The whites number 27: 24 plus Moyna (not credited), Zulme (not credited), and Myrtha. It's really hard to see how they perform in moving formations because Bataillon mostly shoots from floor level, which obscures how orderly the files are. It seems to me they are a bit ragged on the move while doing better than the Royal Opera House corps.  But the Bolshoi corps here is no threat to the Paris Opera Ballet white forces:

Here's a shot made from above in which the corps looks great:

A still formation with perfect alignment:

When the corps gets going, I can forget the blinking lights and the rain of the roses.
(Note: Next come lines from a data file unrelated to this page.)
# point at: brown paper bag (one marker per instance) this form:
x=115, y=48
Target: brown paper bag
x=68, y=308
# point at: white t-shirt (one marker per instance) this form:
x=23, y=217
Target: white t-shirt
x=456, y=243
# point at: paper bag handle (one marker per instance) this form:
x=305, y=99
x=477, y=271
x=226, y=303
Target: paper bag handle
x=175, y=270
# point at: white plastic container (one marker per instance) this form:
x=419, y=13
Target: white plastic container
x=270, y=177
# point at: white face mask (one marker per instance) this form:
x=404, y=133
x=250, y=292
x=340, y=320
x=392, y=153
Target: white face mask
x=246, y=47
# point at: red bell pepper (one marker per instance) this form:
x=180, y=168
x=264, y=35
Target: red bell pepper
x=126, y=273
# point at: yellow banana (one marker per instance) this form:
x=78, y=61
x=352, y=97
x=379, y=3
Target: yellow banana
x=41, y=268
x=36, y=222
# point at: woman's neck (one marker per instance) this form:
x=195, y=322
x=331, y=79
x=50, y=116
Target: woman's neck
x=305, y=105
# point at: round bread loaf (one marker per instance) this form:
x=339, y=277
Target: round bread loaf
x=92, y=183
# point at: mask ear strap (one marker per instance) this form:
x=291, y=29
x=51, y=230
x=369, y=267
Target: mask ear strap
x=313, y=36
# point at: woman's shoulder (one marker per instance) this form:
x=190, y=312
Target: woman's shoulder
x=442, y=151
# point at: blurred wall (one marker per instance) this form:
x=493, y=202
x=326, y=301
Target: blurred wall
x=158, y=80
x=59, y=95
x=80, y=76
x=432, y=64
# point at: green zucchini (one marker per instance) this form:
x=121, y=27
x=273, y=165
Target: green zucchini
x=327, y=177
First the Wilis kill Hans and now they have Albrecht:

The dancing in this Act 2 is quite different from the other HDVD versions of Giselle. If you are a ballet expert, then you would probably need this disc just to see how Grigorovich handles Act 2. Acting and personal directing are not very important at this point. Now we are dealing with pure choreography at the highest level that exists in the art of dance:

Albrecht's last plead for life. Myrtha is ready to condemn him, but he's saved by the light of day as morning approaches:

So now for a grade. To protect their franchise, the Bolshoi folks will have to do a better than this. I give Act 1 a "D" grade and Act 2 a "B." So I'll call this a "C+" title. I point out that since this Giselle came out, the Bolshoi finished its billion-dollar renovation project and has published two of the greatest ballet HDVDs ever (a Sleeping Beauty and a Bayadère). Don't be surprised if they come out soon with a new and improved Giselle.